Inhomogeneous Phases in a Double-Exchange Magnet with Long Range Coulomb Interactions
Gideon Wachtel, Dror Orgad, D. I. Golosov

TL;DR
This paper investigates how long-range Coulomb interactions influence inhomogeneous magnetic phases in a double-exchange model, revealing preferred droplet and stripe configurations relevant for manganate thin films.
Contribution
It demonstrates that Coulomb interactions prevent macroscopic phase separation, leading to specific inhomogeneous magnetic structures in a two-dimensional double-exchange system.
Findings
Diamond-shaped ferromagnetic droplets at low densities
Diagonal stripe phases at higher densities
Relevance for manganate thin film experiments
Abstract
We consider a model with competing double-exchange (ferromagnetic) and super-exchange (anti-ferromagnetic) interactions in the regime where phase separation takes place.
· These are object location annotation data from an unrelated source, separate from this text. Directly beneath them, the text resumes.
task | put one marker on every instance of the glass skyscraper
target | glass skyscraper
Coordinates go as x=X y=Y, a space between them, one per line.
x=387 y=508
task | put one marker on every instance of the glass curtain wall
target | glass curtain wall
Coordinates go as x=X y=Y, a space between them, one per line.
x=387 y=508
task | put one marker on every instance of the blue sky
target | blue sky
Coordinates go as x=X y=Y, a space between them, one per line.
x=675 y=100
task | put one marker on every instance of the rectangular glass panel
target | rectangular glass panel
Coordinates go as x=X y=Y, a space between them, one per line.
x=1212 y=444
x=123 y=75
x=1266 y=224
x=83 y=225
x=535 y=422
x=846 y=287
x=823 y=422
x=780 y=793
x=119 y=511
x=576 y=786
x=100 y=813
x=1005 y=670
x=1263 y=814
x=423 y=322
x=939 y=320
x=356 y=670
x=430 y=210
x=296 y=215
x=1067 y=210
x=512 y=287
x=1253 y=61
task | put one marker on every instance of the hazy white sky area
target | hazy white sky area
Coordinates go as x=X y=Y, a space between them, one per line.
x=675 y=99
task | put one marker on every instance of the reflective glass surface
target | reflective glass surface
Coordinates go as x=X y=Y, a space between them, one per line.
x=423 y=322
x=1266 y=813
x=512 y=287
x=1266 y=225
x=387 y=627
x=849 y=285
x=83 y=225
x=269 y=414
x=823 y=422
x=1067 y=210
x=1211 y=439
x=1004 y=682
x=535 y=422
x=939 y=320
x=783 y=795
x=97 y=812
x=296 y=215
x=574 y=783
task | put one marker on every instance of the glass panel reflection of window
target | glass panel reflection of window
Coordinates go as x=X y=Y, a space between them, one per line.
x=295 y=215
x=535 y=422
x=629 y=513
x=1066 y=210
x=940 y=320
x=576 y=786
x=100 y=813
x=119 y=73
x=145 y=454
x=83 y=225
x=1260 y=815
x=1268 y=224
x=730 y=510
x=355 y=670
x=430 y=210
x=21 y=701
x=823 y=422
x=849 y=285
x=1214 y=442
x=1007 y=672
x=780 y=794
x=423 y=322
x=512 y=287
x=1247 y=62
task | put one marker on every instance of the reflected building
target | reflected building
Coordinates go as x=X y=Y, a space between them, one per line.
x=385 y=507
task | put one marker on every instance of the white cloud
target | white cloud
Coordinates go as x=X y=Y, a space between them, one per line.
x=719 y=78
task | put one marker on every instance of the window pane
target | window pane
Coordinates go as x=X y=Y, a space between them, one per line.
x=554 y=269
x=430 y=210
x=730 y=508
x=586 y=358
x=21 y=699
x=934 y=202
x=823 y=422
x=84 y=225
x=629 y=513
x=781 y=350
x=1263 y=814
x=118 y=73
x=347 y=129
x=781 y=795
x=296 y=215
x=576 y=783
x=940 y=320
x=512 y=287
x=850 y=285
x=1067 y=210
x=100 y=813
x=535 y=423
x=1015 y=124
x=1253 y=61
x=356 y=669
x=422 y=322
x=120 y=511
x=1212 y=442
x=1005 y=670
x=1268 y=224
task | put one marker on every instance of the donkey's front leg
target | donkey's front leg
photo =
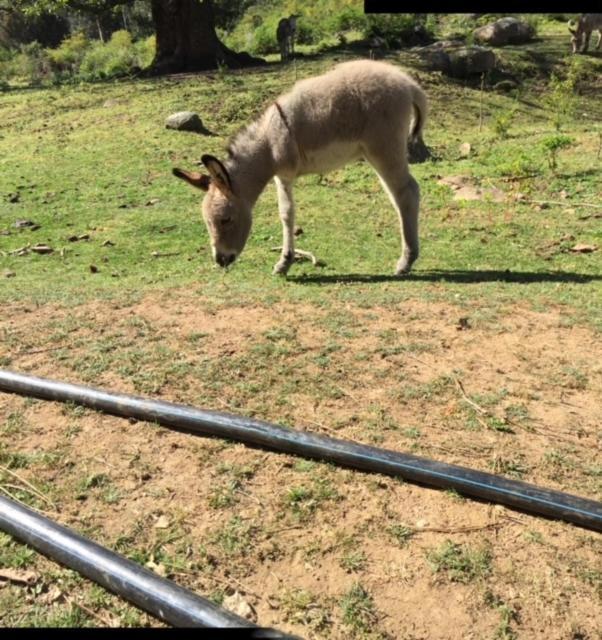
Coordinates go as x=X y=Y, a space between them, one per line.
x=286 y=209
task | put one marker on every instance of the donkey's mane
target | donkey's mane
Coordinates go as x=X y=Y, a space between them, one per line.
x=246 y=136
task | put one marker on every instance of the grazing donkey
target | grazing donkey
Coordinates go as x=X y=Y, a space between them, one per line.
x=358 y=109
x=285 y=34
x=580 y=35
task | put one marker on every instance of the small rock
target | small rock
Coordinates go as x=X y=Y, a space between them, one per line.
x=504 y=31
x=505 y=85
x=238 y=605
x=584 y=248
x=22 y=224
x=463 y=323
x=41 y=248
x=184 y=121
x=19 y=576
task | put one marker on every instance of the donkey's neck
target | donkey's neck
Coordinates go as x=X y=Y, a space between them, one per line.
x=252 y=169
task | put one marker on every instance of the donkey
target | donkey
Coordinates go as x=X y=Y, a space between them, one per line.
x=580 y=35
x=285 y=34
x=359 y=109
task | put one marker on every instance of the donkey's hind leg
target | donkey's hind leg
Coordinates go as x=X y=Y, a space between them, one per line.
x=286 y=209
x=404 y=193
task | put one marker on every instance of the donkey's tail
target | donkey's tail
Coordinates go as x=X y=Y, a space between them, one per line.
x=420 y=111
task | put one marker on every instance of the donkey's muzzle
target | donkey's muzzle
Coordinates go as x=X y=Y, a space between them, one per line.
x=225 y=259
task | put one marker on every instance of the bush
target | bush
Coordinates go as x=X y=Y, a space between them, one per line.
x=31 y=63
x=397 y=30
x=67 y=57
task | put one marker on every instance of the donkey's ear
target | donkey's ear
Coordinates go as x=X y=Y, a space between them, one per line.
x=218 y=174
x=197 y=180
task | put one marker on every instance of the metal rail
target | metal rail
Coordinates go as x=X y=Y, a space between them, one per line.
x=158 y=596
x=469 y=482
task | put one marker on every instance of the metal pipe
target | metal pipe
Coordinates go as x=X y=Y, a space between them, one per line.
x=470 y=482
x=158 y=596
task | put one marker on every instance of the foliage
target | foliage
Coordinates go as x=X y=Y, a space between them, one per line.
x=396 y=29
x=553 y=144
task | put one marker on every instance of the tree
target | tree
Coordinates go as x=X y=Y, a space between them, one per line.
x=186 y=38
x=185 y=31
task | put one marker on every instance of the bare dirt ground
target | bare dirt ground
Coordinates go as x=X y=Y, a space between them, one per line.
x=314 y=549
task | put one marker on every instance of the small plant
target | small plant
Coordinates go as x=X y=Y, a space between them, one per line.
x=460 y=562
x=502 y=121
x=353 y=561
x=400 y=533
x=553 y=144
x=358 y=609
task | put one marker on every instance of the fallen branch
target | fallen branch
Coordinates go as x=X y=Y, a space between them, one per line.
x=32 y=489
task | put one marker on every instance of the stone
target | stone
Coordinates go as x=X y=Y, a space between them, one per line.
x=469 y=61
x=185 y=121
x=504 y=31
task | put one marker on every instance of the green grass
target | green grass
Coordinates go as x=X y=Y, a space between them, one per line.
x=80 y=167
x=460 y=562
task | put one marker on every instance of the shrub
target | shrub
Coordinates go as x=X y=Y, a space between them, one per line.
x=114 y=58
x=31 y=63
x=67 y=57
x=398 y=30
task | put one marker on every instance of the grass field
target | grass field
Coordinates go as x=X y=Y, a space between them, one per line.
x=488 y=355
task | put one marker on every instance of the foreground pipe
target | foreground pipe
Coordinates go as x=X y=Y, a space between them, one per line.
x=478 y=484
x=158 y=596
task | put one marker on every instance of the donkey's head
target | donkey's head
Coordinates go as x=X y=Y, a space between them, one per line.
x=228 y=217
x=575 y=35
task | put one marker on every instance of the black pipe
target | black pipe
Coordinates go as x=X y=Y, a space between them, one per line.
x=478 y=484
x=158 y=596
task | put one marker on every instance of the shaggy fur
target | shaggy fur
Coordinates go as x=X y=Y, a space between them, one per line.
x=360 y=109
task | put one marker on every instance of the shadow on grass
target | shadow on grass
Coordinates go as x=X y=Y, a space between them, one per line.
x=467 y=277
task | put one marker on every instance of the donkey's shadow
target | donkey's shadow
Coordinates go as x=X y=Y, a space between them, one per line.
x=460 y=276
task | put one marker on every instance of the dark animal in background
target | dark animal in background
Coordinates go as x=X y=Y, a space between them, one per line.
x=581 y=31
x=285 y=34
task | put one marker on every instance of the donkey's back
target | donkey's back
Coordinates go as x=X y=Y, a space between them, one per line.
x=355 y=101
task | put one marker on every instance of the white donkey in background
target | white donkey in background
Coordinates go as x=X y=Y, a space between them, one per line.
x=360 y=109
x=285 y=34
x=580 y=35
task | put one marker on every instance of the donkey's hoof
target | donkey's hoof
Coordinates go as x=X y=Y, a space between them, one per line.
x=281 y=267
x=404 y=266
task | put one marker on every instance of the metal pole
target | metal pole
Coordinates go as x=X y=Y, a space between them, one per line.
x=477 y=484
x=158 y=596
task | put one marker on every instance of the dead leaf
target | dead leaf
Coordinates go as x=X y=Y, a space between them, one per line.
x=52 y=595
x=19 y=576
x=157 y=568
x=584 y=248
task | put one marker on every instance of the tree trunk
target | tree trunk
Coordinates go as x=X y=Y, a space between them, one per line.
x=186 y=38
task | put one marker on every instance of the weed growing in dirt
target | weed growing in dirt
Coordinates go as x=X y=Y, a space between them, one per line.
x=461 y=563
x=358 y=608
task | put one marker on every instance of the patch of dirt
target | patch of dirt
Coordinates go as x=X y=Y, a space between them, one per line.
x=515 y=393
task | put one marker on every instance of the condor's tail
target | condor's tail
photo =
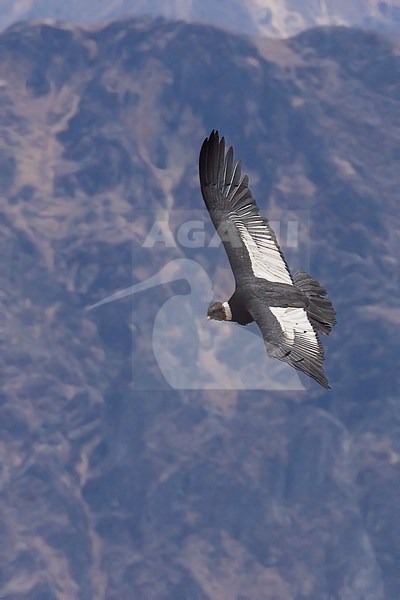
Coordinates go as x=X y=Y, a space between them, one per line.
x=320 y=310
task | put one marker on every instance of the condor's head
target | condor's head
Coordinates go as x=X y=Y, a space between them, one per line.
x=219 y=311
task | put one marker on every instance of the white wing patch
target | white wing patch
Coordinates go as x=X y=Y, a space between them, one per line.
x=265 y=256
x=295 y=324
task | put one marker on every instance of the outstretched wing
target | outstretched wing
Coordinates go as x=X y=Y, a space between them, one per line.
x=289 y=336
x=249 y=241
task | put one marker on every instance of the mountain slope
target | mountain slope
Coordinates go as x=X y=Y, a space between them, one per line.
x=114 y=484
x=252 y=17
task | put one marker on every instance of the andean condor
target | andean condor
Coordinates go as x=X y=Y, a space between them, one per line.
x=289 y=310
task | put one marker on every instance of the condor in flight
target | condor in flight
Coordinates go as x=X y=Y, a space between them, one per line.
x=289 y=310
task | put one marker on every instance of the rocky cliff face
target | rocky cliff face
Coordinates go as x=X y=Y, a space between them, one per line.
x=115 y=484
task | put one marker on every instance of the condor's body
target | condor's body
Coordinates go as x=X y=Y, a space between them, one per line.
x=289 y=310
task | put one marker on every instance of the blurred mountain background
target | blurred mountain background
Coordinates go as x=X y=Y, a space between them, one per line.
x=249 y=17
x=113 y=492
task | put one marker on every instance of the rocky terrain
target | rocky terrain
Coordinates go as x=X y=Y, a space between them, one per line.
x=115 y=483
x=250 y=17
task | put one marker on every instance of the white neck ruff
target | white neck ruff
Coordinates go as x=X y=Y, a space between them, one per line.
x=227 y=311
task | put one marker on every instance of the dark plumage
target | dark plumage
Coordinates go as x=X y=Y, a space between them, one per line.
x=290 y=311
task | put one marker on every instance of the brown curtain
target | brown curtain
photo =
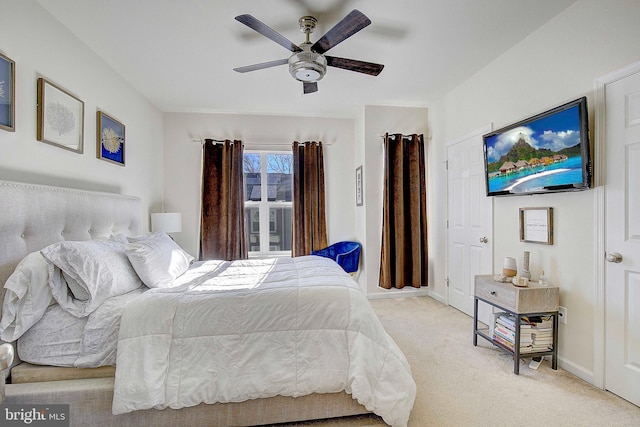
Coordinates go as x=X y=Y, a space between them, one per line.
x=309 y=219
x=222 y=221
x=404 y=224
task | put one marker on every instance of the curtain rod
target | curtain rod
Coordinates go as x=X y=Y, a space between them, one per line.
x=272 y=144
x=427 y=137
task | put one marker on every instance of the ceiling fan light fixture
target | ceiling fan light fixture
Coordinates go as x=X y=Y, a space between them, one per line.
x=307 y=66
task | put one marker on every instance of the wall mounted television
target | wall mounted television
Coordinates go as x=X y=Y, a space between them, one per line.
x=549 y=152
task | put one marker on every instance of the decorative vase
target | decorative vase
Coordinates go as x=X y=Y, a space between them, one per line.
x=509 y=268
x=525 y=266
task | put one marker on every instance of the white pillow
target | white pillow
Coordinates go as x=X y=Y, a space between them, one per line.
x=157 y=259
x=84 y=274
x=27 y=296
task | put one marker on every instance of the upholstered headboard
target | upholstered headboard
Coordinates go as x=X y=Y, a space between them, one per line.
x=34 y=216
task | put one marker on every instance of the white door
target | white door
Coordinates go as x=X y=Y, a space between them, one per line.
x=622 y=237
x=470 y=219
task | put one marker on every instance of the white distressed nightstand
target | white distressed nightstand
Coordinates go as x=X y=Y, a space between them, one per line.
x=530 y=301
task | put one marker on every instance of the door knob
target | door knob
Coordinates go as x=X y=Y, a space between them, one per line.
x=614 y=257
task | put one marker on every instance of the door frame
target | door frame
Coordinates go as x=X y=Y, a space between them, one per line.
x=600 y=86
x=477 y=132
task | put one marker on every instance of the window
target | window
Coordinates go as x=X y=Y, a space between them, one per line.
x=268 y=185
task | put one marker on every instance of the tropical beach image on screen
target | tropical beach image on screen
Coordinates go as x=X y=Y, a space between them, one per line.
x=540 y=154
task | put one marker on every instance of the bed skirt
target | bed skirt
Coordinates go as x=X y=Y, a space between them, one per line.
x=90 y=404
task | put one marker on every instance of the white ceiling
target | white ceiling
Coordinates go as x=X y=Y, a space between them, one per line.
x=180 y=53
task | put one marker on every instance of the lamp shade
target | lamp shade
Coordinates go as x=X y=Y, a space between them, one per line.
x=167 y=222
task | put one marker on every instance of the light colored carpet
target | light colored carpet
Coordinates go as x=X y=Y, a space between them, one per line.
x=462 y=385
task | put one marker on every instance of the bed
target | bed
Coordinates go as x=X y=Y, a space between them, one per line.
x=36 y=217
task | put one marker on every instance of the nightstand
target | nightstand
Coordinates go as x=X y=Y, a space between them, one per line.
x=530 y=301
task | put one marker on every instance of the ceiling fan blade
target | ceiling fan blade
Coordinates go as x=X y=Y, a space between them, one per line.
x=355 y=65
x=310 y=87
x=267 y=31
x=350 y=24
x=261 y=66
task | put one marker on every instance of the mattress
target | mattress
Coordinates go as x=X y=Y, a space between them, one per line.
x=231 y=331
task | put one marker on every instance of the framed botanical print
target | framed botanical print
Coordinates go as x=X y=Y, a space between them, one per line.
x=536 y=225
x=7 y=93
x=110 y=139
x=60 y=117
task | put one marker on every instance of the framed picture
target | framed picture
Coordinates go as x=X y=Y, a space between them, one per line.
x=7 y=93
x=536 y=225
x=60 y=117
x=359 y=200
x=110 y=139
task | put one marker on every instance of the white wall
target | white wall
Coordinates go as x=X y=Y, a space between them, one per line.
x=42 y=47
x=183 y=159
x=556 y=64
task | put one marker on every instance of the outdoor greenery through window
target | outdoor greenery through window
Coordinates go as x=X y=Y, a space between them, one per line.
x=268 y=185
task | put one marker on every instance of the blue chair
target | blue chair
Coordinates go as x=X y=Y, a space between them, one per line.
x=346 y=254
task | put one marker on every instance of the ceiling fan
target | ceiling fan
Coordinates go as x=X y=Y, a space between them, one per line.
x=308 y=63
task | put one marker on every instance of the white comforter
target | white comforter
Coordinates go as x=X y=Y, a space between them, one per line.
x=233 y=331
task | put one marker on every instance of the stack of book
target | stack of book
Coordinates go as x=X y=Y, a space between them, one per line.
x=536 y=333
x=541 y=334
The presence of a long range Coulomb interaction frustrates a macroscopic phase separation, and favors microscopically inhomogeneous configurations. We use the variational Hartree-Fock approach, in conjunction with Monte-Carlo simulations to study the geometry of such configurations in a two-dimensional system. We find that an array of diamond shaped ferromagnetic droplets is the preferred configuration at low electronic densities, while alternating ferromagnetic and anti-ferromagnetic diagonal stripes emerge at higher densities. These findings are expected to be relevant for thin films of colossal magneto-resistive manganates.